The first Cambodian-manufactured anti-retroviral drugs went on sale at Phnom Penh pharmacies on Wednesday. Advocates hope producing the drugs here will eventually improve the availability of the drugs to Cambodian AIDS patients.
On Wednesday morning, the drugs had arrived at the Khmer Pharmacy in Daun Penh district, but no one had purchased them.
Pharmacist Lim Tevy, 50, said the store usually sells about five bulk orders of foreign-made anti-AIDS drugs each month—mostly to clinics—but customers had not yet heard of the Cambodian-made product.
Hout Sarim, director of the Cambodian Pharmaceutical Enterprise, which manufactures the drugs, said sales agents would make the generic drugs available to 400 legally operating pharmacies in Phnom Penh and throughout the provinces.

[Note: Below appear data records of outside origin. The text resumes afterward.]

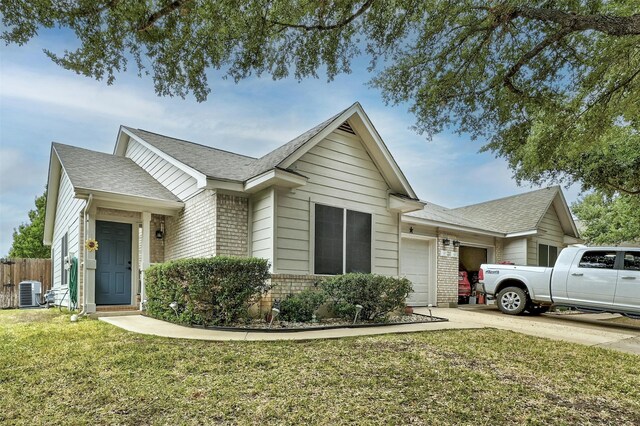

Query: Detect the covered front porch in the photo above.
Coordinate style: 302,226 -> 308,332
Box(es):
78,194 -> 183,314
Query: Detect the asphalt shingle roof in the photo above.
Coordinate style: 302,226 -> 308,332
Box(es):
406,202 -> 500,232
53,143 -> 180,201
408,186 -> 560,234
125,127 -> 256,181
451,186 -> 560,234
120,108 -> 348,182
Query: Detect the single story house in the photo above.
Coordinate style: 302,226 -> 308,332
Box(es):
44,103 -> 578,313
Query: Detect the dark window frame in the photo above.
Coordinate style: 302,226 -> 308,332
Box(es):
313,203 -> 374,275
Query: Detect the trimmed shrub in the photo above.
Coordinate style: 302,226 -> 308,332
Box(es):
322,274 -> 413,321
145,256 -> 270,325
280,288 -> 327,322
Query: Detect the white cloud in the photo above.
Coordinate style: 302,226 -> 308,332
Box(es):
0,66 -> 165,123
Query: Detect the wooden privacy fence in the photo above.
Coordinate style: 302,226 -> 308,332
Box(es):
0,258 -> 51,308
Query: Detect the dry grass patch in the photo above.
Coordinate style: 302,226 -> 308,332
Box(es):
0,311 -> 640,425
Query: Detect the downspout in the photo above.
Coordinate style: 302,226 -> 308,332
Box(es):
78,194 -> 93,317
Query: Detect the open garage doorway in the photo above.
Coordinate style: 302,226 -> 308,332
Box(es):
458,245 -> 493,305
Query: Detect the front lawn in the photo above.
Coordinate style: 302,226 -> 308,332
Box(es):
0,310 -> 640,425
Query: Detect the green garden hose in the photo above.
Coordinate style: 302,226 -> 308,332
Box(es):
69,257 -> 78,310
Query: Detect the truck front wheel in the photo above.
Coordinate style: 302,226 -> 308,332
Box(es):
498,287 -> 527,315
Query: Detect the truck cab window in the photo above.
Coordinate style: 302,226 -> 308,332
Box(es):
624,251 -> 640,271
578,251 -> 616,269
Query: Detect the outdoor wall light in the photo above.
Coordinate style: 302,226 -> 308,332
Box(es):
353,305 -> 362,324
156,223 -> 164,240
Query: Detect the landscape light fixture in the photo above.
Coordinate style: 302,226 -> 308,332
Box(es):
269,308 -> 280,328
353,305 -> 362,324
169,302 -> 178,318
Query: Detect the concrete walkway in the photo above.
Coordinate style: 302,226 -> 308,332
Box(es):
100,306 -> 640,355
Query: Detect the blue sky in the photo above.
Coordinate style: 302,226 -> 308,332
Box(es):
0,31 -> 579,256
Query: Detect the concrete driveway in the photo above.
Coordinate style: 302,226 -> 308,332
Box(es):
415,305 -> 640,355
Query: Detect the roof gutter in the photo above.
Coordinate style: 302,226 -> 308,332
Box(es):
78,193 -> 93,316
505,229 -> 538,238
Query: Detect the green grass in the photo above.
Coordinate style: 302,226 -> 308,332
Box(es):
0,310 -> 640,425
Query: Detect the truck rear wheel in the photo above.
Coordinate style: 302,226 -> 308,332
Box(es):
498,287 -> 528,315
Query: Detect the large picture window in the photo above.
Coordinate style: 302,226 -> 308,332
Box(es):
538,244 -> 558,266
314,204 -> 371,275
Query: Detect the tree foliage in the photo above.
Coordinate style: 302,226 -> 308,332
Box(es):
5,0 -> 640,194
9,191 -> 51,259
572,192 -> 640,245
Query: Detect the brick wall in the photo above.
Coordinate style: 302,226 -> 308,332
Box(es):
437,233 -> 460,307
164,190 -> 216,260
215,194 -> 249,256
259,274 -> 323,315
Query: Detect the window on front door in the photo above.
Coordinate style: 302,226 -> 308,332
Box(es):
538,244 -> 558,266
314,204 -> 372,275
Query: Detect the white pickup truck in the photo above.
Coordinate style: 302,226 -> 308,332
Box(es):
478,247 -> 640,317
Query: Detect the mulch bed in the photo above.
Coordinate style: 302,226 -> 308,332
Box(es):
193,314 -> 449,333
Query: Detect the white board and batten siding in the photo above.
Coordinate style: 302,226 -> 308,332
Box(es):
250,188 -> 275,266
125,139 -> 200,201
527,205 -> 566,265
51,170 -> 85,303
275,130 -> 399,275
503,237 -> 527,265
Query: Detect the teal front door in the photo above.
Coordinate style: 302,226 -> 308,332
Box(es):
96,220 -> 131,305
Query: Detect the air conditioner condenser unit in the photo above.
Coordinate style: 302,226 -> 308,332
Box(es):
18,281 -> 42,308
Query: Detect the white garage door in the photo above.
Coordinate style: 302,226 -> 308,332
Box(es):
400,238 -> 435,306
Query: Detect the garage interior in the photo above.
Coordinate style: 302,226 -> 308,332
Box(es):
458,245 -> 488,305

Hout Sarim said the factory could boost that to 2 million of each pill if there is sufficient demand in Cambodia and in export markets.
The Cambodian Pharmaceutical Enterprise, which is operated and owned by the government and a private company in Hong Kong, purchased the required technology and materials from a private company in Europe that is recognized for its quality by the World Health Organization, Hout Sarim said.
He said the treatments of two pills per day would cost about $30 per month, which is slightly cheaper than generic drugs imported from abroad, but still beyond the financial reach of most Cambodians suffering from the disease.